Dienstag, 7. Juli 2020

thoughts on new, but potentially misclassified, classical Cepheids (I20+ sample)

On simple lightcurve classification to for classical Cepheids in the context of the Inno+20 draft


Starting point:

We have ~800(?) new classical Cepheid candidates from I+20. A good number of them have been recognized as variables in other surveys, but classified as different sources. The main other classifications are:

a) eclipsing binaries (EB)

HWR's 'by-eye' distillation of lightcurve characteristics that look non-Cepheid-like:
  • rise and fall are symmetric; i.e. flipping the time axis would leave the light curve invariant
  • the downward deviations (from the median) are larger than the upward deviations



b) W Vir (CWA & CWB)



HWR's 'by-eye' distillation of lightcurve characteristics that look non-Cepheid-like:


  • rise-time longer than fall-time (only CWA's); opposite to DCeph
  • have not discerned lightcurve characteristics in CWB that look different from DCeph

c) rotators (ROT)


HWR's 'by-eye' distillation of lightcurve characteristics that look non-Cepheid-like:


  • Fourier decomposition "wiggly", i.e. much power in the 4th - 7th order components
  • scatter of individual points from Fourier fit large, compared to Fourier amplitude; i.e. basic periodicity + much "noise"

HWR's Basic Impression

  • Indeed, many of the "new candidates" are different types of variables.
  • There should be a few simple lightcurve criteria to add/modify that should greatly reduce the contamination.
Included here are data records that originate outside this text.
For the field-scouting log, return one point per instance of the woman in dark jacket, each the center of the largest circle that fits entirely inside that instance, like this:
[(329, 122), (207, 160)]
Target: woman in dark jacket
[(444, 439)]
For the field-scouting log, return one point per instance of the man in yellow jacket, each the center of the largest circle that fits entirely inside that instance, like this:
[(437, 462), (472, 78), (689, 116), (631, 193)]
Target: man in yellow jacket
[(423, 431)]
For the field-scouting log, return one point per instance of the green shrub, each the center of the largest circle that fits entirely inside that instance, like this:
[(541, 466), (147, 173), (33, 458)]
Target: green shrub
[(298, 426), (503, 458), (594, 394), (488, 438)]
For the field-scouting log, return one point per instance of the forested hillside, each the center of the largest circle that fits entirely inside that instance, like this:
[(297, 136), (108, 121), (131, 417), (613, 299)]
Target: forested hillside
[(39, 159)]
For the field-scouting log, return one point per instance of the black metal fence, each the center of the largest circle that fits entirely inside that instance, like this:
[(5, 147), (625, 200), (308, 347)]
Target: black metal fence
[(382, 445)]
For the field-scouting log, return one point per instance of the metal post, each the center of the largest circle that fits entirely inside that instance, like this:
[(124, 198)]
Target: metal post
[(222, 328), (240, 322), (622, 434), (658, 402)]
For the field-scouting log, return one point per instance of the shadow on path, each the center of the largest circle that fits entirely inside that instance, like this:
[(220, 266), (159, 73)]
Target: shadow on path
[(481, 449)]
These are spelled out below.

Possible steps to implement:

Diagnosis:

  •  let's re-check whether the 'contaminants' do not lie in funny corners of our current lightcurve-shape space (A21,A31,phi21,phi31) that can be cut at little loss to the DCeph completeness.
  • the plot below is from an OGLE paper, and sats e.g. that really most CWA's should lie elsewhere in Period phi21,phi31 space

  • Can you make plots a la Figure 3 in the draft, with all the externally confirmed DCeph as pale grey points, and the location of the "new candidates" that are classified as "others" by others as coloreds points (as separate colors, or in separate plots for EB, ROT, CWA & CWB).

Possible simple new light curve criteria

Here is a proposal how to use the 7th-order Fourier representation of the light curve to calculate a few other statistics that may be very effective at weeding out contaminants (at little completeness loss).
Let's call that function F7(p), where p=phase within [0,1].
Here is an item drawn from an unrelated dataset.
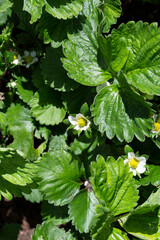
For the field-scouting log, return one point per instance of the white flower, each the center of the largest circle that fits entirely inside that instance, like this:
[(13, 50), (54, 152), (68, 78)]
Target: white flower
[(156, 129), (30, 58), (79, 122), (16, 60), (99, 87), (136, 164)]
Let me suggest to calculate from the analytic form F7(p) the following quantities:
  • mM: the median magnitude,  so that 50% of the period the source is brighter than mM, according to F7(p)
  • sig-mM: the variance < (F7(p)-mM)^2 > calculated over the part of the light curve where F7(p) is fainter than mM; and 
  • sig+mM: the variance < (F7(p)-mM)^2 > calculated over the part of the light curve where F7(p) is brighter than mM. [I think in all cases a "primitive" splitting of the period in say 1000 bins, and doing all of this brute force, should be fine.]
  • f-mM: the fraction of the period (according to F7(p)) where the magnitude is fainter than mM
  • f+mM: the fraction of the period (according to F7(p)) where the magnitude is fainter than mM
  • f_rise: that is the fraction of the period in which (according to F7(p)) the light curve rises; and 
  • f_fall: .. where it falls
  • scatter: the rms of the deviation of the data points from F7(p) (in mag), normalized by the rms of F7(p) itself.
  • n_max: the number of maxima that F7(p) has within a period: this should be 1 for smple light curves, but 3-5 for wiggly ones. 
So, that seems like a lot; but let's just explore them right now.
I think this is better than "machine learning" classification, because it depends less on the "data quality" the sampling rate etc..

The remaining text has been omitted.